LGF Quickie 19 – What happens at the Clinic?


Hi, my name is Doctor Gabriel. I’m one of the consultants who work at the Manchester Centre for Sexual Health. So, when you arrive at the clinic you’re usually registered at the reception, which is right out there at the very end. After you’re registered at the reception you wait in one of the waiting areas until one of the doctors or nurses calls
you in for a test. After you’re seen, you go home and you get the test results. Usually they’re sent via text message on
the phone. When you see the nurse, this is a sexual health clinic but we’re also doctors so we’ll ask you general doctor type questions – what’s your current medical history, what medications are you on – just to see whether there’s anything relevant for us, or anything that could be related to the reason you’re here or any medications that could interact with anything we could potentially give you. Then, obviously, we need to get to the personal details when and what you did when you last had sex. Maybe go back a few partners before
that. And then we do what’s called a blood-borne viral infection screen, which is asking you even more personal questions about your risk of HIV. It’s all confidential, so don’t worry
about what you tell me: it’s all kept within these four walls. That’s a favourite question! So have you heard about ‘the umbrella’? We don’t actually use the umbrella anymore. The equivalent of the umbrella is this little red plasticky swab here, which we might need to put in just a
little bit into the end of the penis to collect a sample of discharge. But we only do this if you’ve got symptoms. So, say, if you’ve got a urethral itch or some discharge coming out of the penis, then we can get some of it with this, put it on the microscope and give you a result there and then. So a bit of pain but a lot of gain. What is even more important, however, is just doing the swabs and the urine sample. And a urine sample is actually collected here.
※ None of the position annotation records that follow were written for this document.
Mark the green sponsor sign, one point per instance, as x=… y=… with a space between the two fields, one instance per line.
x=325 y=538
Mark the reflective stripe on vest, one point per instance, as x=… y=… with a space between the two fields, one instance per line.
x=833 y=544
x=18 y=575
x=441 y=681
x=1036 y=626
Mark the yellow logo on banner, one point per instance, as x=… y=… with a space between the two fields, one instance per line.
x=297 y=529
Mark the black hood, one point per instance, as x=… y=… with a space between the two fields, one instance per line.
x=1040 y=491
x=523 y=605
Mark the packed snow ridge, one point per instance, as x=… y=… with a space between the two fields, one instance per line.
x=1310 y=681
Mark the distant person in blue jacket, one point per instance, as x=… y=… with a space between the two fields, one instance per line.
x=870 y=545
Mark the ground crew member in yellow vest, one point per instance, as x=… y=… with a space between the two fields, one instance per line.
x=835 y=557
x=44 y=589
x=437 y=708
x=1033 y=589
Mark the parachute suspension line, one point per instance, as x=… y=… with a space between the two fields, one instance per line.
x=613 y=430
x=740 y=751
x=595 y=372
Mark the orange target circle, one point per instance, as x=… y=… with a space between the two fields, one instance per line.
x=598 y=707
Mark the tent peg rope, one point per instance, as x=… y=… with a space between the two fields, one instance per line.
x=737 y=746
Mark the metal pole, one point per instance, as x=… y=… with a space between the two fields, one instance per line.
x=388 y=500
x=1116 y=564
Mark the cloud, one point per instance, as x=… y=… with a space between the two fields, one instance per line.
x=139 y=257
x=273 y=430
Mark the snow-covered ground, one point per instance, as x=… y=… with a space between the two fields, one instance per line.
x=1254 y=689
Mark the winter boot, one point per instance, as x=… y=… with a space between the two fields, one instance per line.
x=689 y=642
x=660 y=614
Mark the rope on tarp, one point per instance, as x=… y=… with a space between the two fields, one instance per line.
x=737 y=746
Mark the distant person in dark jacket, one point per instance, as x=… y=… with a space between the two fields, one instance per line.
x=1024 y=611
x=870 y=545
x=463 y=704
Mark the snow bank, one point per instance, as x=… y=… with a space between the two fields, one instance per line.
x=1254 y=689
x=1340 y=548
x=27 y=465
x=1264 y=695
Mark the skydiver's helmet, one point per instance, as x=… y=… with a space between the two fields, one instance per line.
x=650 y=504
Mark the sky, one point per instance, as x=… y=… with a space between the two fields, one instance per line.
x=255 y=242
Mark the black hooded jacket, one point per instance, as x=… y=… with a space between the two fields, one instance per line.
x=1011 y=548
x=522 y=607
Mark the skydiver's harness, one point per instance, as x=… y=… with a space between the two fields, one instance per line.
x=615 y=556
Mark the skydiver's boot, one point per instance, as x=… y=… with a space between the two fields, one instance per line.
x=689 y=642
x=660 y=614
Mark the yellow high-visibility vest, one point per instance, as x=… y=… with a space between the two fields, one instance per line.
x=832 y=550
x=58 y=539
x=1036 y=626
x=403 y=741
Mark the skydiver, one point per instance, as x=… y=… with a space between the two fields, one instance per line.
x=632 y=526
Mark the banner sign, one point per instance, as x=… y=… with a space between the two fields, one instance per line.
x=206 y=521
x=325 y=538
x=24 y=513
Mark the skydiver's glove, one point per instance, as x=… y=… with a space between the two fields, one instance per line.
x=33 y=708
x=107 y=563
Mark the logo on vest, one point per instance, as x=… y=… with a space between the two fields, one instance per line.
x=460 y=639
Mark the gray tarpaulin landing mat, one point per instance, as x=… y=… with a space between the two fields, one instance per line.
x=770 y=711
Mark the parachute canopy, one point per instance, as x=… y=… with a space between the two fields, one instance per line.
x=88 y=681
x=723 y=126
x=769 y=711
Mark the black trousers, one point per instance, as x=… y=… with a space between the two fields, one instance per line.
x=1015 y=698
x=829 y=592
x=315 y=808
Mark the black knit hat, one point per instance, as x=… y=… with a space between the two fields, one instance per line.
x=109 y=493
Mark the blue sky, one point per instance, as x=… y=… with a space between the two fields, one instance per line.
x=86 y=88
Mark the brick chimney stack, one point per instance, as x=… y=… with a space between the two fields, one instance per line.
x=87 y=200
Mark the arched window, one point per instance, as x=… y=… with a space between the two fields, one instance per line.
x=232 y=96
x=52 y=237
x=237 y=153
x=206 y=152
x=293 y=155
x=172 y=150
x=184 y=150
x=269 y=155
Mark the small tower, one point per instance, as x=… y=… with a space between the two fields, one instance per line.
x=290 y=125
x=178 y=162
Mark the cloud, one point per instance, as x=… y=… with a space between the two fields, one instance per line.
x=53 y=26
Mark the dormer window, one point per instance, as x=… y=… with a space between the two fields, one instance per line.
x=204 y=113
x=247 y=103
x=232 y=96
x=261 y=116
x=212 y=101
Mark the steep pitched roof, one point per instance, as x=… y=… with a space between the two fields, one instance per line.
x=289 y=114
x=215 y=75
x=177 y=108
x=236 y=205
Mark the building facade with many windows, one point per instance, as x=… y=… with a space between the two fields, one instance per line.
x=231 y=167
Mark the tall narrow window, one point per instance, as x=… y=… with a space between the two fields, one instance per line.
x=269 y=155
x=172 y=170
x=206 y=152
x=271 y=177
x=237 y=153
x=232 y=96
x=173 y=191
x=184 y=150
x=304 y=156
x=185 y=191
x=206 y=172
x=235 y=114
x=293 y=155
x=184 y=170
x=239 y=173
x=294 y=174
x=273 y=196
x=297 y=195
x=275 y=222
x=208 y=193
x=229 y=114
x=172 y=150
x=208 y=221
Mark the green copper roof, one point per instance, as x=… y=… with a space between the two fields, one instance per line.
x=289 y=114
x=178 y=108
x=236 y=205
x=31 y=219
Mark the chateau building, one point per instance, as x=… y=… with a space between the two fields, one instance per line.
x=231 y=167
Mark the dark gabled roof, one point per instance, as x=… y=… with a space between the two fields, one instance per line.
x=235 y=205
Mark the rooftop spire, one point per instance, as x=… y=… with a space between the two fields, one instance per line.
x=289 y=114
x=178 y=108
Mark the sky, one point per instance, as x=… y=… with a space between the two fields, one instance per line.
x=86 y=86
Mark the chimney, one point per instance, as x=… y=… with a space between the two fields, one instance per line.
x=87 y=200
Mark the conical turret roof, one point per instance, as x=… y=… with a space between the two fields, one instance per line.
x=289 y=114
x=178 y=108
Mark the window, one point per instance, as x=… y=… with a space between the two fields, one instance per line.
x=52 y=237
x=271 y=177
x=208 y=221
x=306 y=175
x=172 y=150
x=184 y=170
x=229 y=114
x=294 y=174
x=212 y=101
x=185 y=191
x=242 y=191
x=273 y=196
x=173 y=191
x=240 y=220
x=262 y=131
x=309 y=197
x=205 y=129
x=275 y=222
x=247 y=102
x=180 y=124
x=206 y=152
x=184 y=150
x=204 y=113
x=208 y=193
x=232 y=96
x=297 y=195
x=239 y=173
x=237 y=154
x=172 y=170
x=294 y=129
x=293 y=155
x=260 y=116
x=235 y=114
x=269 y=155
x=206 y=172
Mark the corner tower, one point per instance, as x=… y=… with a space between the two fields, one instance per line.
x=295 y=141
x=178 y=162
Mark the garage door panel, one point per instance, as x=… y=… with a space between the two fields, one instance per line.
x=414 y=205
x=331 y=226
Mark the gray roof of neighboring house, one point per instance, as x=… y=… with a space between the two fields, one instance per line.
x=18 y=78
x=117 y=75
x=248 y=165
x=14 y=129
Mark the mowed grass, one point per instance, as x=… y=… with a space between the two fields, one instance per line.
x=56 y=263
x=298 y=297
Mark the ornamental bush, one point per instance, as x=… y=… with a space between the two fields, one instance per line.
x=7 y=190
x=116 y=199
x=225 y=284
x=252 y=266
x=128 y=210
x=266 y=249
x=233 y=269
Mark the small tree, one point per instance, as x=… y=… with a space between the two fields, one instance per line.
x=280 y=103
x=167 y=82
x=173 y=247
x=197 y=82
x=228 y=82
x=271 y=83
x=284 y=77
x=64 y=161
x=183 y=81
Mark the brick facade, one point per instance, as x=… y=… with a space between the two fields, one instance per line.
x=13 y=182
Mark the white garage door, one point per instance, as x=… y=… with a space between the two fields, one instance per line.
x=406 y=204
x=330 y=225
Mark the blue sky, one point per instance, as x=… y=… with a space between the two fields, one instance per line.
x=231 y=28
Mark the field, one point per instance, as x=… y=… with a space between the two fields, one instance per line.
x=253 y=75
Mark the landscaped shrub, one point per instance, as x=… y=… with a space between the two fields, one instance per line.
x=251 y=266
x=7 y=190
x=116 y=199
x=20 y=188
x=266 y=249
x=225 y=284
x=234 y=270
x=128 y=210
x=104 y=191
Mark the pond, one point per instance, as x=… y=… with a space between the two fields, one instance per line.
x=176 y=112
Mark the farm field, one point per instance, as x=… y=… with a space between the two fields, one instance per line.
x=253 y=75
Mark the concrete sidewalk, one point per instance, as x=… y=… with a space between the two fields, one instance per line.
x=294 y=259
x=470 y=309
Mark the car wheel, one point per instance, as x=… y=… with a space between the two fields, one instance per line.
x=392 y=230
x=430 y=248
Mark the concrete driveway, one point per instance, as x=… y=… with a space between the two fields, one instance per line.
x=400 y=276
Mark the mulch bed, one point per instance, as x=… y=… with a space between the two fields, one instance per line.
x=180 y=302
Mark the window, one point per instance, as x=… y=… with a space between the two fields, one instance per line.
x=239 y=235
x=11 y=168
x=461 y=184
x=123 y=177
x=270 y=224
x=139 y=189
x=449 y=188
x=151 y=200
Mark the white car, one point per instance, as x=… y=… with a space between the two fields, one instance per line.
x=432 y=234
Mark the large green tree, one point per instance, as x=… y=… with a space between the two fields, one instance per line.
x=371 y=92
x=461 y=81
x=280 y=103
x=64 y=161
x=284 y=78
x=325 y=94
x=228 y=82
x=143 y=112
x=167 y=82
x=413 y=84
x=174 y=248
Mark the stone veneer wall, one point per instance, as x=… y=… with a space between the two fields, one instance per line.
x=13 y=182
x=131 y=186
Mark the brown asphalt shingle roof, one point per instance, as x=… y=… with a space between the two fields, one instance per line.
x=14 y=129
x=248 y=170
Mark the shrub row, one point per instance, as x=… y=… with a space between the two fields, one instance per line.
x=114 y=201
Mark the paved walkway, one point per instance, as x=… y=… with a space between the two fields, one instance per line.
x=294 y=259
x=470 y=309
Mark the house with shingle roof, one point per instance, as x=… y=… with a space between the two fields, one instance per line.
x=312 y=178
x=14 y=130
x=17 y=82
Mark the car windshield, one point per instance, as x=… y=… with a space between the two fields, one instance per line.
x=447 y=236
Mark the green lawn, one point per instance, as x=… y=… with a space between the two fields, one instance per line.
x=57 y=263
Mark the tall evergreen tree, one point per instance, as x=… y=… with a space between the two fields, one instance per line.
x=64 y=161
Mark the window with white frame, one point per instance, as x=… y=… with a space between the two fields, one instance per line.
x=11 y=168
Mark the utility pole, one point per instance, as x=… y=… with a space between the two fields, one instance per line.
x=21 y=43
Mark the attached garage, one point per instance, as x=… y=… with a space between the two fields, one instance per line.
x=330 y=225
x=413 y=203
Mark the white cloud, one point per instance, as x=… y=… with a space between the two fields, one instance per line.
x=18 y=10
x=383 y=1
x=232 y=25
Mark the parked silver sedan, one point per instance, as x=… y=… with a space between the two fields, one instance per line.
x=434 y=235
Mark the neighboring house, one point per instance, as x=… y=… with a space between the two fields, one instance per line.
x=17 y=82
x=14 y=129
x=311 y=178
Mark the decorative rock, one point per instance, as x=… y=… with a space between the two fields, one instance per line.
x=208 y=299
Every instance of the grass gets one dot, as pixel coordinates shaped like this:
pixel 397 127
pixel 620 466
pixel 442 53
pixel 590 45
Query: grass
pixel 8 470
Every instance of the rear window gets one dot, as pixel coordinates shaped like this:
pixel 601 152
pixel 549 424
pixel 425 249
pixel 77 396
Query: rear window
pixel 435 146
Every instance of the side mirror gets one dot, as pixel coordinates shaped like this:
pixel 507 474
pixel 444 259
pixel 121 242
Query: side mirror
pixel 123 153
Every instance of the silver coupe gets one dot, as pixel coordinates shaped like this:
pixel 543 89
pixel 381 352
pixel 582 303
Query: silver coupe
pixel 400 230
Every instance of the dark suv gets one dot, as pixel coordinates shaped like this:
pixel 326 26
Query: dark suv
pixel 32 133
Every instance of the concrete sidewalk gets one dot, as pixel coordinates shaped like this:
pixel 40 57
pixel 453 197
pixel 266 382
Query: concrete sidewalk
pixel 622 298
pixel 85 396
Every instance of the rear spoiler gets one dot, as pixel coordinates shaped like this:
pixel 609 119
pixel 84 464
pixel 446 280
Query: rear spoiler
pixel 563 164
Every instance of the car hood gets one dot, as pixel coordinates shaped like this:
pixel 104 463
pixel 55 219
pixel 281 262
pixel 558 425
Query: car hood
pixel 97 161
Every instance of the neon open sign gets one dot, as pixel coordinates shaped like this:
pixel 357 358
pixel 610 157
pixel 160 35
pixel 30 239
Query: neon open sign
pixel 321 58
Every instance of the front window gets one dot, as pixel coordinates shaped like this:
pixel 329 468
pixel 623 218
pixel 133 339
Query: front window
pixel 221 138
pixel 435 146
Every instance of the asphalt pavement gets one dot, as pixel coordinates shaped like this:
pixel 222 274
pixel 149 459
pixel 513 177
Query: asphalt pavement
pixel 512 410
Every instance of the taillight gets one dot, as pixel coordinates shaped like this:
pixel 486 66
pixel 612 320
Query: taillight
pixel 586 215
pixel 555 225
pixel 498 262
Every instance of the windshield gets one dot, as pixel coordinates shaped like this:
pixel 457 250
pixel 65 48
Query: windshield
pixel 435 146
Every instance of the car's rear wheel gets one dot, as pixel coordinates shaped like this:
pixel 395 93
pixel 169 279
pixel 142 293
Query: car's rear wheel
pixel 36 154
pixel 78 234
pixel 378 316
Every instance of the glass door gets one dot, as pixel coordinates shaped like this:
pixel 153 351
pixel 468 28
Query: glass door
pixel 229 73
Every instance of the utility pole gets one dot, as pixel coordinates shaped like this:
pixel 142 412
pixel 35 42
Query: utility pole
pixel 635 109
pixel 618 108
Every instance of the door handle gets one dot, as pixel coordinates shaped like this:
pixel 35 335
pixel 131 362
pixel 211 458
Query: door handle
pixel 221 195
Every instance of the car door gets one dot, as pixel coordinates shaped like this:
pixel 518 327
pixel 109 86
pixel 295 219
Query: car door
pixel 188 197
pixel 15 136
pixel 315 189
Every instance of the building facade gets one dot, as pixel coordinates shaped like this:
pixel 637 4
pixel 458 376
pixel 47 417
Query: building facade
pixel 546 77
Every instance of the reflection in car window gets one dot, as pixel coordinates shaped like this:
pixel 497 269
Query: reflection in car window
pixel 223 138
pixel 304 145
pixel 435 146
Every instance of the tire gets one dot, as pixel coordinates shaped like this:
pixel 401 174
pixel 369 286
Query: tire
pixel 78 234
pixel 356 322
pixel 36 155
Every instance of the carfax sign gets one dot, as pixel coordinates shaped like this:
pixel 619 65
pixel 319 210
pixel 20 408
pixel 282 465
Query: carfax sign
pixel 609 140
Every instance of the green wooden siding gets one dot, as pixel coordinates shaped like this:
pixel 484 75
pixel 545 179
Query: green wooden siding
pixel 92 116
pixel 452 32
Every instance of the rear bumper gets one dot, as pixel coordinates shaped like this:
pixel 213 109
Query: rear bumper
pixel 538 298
Now, no man can aim at this that I know of, so we give people a usual urine bottle and
they pee in it and one of the nurses gets some of the urine and puts it in here. And, if you’re gay, you get swabs from the
throat and usually from the back passage. Just this tiny little swab here. When your results are ready- like I say, if you’ve got symptoms, sometimes we can do this test and give you result there and then so we’d be able to give you provisional results on the day of the clinic. But if you’re here
with no symptoms – if you’re just having a check-up – then you leave a mobile number
at registration and we just text you the result on your mobile phone that you left with us. Well usually, I mean it’s good practise because if you don’t treat a partner and you have sex with the partner, you’ll just catch it
again. So yes, that’s something we would encourage you to do. If you feel uncomfortable doing it, then we can do it on your behalf anonymously. And sometimes partners are not contactable
so don’t worry if they’re not contactable; we’ll still treat you and we’ll do our best
to get the details if we can. Absolutely not! What happens at Manchester Centre for Sexual Health stays at Manchester Centre for Sexual Health, unless obviously there’s something that, with your permission, the GP should know about. If you have and STI and you need treatment, we’ll call you in and tell you that you have an STI. We’ll explain it in detail; we’ll explain what the treatment is and offer it to you. And usually we have a stock of treatment
in here, so maybe there is and maybe there isn’t one for you and we’ll take the stock out, give you the tablets and a glass of water and you can take them. But sometimes the treatment requires an injection so one of the nurses will usually sort that out in one of the adjacent rooms.